Given that CCH's price-to-earnings of 26.11x lies below the industry average, this already indicates that the company could be potentially undervalued. But, to be able to properly assess the value of a high-growth stock such as Coca-Cola HBC, we must incorporate its earnings growth in our valuation. The PEG ratio is a great calculation to take account of growth in the stock's valuation. A PE ratio of 26.11x and expected year-on-year earnings growth of 11% give Coca-Cola HBC a quite high PEG ratio of 2.45x. So, when we include the growth factor in our analysis, Coca-Cola HBC appears overvalued , based on fundamental analysis.
What this means for you:
CCH's current overvaluation could signal a potential selling opportunity to reduce your exposure to the stock, or it you're a potential investor, now may not be the right time to buy. However, basing your investment decision off one metric alone is certainly not sufficient. There are many things I have not taken into account in this article and the PEG ratio is very one-dimensional. If you have not done so already, I urge you to complete your research by taking a look at the following:
- Financial Health: Are CCH’s operations financially sustainable? Balance sheets can be hard to analyze, which is why we’ve done it for you. Check out our financial health checks here.

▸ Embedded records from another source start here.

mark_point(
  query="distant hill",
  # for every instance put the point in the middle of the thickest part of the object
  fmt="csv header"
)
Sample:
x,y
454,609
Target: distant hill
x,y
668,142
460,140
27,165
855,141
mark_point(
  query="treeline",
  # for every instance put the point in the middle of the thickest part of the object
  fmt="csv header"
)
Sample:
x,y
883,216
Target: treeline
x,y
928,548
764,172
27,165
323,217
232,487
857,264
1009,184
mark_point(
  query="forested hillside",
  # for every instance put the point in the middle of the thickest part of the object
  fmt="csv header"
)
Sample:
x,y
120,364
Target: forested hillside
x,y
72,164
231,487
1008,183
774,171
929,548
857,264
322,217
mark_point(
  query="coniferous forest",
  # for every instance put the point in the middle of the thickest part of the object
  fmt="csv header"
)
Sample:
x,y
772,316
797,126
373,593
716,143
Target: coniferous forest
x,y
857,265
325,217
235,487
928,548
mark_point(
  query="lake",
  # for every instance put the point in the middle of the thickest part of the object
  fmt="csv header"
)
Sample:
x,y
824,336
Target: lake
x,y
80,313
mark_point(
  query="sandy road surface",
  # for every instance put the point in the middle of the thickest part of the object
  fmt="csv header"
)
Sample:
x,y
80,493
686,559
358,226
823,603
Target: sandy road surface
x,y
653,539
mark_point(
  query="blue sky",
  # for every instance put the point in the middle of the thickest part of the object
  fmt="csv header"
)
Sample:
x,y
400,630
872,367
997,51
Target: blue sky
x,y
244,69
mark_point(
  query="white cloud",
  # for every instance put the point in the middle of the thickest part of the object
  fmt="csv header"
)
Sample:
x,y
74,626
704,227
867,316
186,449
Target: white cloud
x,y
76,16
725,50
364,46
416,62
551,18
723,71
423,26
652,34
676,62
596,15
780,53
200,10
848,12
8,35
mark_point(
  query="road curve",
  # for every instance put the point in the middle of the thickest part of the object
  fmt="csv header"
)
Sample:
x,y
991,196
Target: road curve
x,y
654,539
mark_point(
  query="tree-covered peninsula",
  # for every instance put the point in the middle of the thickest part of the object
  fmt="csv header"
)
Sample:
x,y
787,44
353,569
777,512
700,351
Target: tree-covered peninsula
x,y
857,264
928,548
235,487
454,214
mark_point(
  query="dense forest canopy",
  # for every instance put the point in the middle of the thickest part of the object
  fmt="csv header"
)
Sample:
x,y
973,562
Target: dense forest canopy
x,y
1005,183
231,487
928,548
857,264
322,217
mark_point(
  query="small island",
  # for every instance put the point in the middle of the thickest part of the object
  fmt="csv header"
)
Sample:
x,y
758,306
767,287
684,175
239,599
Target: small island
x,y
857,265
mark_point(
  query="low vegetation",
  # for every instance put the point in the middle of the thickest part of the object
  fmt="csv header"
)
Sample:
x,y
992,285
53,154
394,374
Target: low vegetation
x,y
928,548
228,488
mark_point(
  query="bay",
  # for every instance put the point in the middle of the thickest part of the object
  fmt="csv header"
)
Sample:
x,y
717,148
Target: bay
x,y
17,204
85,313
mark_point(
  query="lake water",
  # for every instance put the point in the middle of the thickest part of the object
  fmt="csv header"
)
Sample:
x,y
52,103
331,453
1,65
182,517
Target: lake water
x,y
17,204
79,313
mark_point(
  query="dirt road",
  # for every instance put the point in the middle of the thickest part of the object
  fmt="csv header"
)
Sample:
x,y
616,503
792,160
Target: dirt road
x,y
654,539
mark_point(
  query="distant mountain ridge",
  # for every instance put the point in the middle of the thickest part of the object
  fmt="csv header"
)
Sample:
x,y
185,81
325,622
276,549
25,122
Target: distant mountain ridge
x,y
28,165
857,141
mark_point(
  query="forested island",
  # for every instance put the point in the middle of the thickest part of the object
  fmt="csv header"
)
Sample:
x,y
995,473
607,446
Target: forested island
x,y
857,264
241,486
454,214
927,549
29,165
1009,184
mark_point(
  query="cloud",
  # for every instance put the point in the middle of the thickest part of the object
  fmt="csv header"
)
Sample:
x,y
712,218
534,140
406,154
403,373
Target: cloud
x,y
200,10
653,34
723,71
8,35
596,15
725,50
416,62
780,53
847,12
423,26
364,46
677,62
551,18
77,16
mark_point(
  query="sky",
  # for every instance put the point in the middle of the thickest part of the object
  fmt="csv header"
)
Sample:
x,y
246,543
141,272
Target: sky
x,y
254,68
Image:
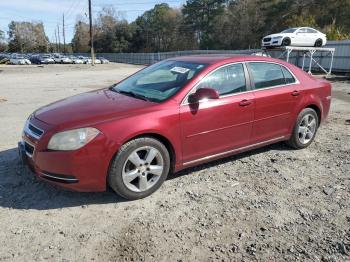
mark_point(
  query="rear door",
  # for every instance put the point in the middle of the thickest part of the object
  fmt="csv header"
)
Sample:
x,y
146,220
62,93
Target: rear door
x,y
276,92
215,126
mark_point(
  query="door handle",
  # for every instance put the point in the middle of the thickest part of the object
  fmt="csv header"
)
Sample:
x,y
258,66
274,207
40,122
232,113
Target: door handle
x,y
295,93
245,102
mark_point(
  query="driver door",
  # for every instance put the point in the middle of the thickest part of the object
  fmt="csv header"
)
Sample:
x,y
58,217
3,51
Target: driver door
x,y
215,126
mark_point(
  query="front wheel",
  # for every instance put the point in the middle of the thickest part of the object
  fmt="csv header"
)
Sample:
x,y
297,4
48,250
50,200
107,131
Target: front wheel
x,y
305,129
139,168
318,43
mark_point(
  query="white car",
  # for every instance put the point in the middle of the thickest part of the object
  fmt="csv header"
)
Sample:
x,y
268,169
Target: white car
x,y
76,60
299,36
19,60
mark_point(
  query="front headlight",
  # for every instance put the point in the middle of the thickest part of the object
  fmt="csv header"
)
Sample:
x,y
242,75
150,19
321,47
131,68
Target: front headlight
x,y
72,139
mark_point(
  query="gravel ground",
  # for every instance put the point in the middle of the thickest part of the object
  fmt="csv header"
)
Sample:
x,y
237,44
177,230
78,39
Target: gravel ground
x,y
271,204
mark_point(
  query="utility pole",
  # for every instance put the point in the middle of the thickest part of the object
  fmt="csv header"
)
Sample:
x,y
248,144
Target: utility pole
x,y
64,38
91,36
59,40
56,41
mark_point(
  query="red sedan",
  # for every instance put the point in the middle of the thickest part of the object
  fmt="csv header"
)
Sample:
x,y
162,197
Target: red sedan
x,y
169,116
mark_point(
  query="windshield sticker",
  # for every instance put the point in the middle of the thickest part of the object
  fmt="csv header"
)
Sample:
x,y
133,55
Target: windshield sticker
x,y
179,70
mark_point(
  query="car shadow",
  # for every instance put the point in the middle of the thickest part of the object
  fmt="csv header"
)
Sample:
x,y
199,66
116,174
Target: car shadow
x,y
20,189
281,146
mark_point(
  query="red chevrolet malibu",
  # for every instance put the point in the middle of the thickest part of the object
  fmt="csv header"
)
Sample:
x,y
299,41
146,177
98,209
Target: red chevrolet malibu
x,y
169,116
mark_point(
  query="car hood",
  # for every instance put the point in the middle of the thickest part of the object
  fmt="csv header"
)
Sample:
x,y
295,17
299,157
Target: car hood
x,y
280,34
91,108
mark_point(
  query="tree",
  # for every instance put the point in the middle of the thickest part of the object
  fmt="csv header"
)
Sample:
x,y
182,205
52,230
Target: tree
x,y
27,37
112,34
199,16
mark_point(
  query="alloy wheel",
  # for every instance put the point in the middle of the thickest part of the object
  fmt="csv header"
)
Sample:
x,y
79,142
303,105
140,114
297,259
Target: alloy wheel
x,y
307,129
142,169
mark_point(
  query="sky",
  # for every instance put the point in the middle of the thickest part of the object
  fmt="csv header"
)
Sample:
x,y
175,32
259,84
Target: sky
x,y
50,12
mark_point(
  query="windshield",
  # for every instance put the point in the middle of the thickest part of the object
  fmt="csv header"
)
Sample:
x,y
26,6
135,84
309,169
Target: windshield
x,y
290,30
160,81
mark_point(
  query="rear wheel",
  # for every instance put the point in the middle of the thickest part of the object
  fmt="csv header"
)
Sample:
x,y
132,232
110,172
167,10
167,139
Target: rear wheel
x,y
139,168
305,129
318,43
286,42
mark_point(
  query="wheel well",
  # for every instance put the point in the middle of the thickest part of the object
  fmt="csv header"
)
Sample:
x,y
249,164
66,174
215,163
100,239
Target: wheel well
x,y
166,143
317,110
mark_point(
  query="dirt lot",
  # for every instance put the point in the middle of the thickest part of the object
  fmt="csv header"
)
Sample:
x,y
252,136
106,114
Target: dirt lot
x,y
270,204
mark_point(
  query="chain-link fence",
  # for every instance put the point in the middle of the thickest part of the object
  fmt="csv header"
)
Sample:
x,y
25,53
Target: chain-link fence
x,y
341,62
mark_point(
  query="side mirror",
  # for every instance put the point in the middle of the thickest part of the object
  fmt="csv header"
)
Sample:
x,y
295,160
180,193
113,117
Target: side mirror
x,y
202,93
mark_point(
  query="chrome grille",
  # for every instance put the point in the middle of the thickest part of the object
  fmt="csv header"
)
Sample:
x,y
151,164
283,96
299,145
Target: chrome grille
x,y
29,149
32,130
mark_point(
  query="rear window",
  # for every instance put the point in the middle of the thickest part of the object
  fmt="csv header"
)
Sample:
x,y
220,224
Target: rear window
x,y
288,76
269,75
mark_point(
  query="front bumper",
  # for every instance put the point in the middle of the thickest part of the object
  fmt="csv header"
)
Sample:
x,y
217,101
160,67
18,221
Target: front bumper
x,y
82,170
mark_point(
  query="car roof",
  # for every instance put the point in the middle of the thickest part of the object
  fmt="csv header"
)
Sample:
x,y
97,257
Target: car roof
x,y
223,58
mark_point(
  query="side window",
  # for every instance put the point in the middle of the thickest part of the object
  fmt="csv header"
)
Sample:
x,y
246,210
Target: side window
x,y
288,76
311,31
266,75
229,79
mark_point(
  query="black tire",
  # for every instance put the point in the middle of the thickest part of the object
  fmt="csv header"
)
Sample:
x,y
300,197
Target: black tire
x,y
294,140
318,43
115,179
286,42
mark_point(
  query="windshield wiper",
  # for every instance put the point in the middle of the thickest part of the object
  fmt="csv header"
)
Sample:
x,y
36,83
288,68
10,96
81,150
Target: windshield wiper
x,y
132,94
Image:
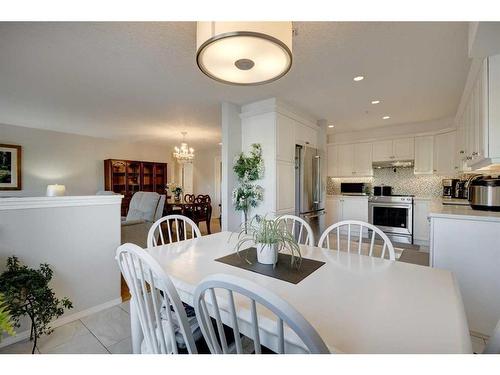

- Past Track Record: Has CCH been consistently performing well irrespective of the ups and downs in the market? Go into more detail in the past performance analysis and take a look at the free visual representations of CCH's historicals for more clarity.
- Other High-Performing Stocks: Are there other stocks that provide better prospects with proven track records? Explore our free list of these great stocks here.
We aim to bring you long-term focused research analysis driven by fundamental data. Note that our analysis may not factor in the latest price-sensitive company announcements or qualitative material.
If you spot an error that warrants correction, please contact the editor at editorial-team@simplywallst.com. This article by Simply Wall St is general in nature. It does not constitute a recommendation to buy or sell any stock, and does not take account of your objectives, or your financial situation. Simply Wall St has no position in the stocks mentioned. Thank you for reading.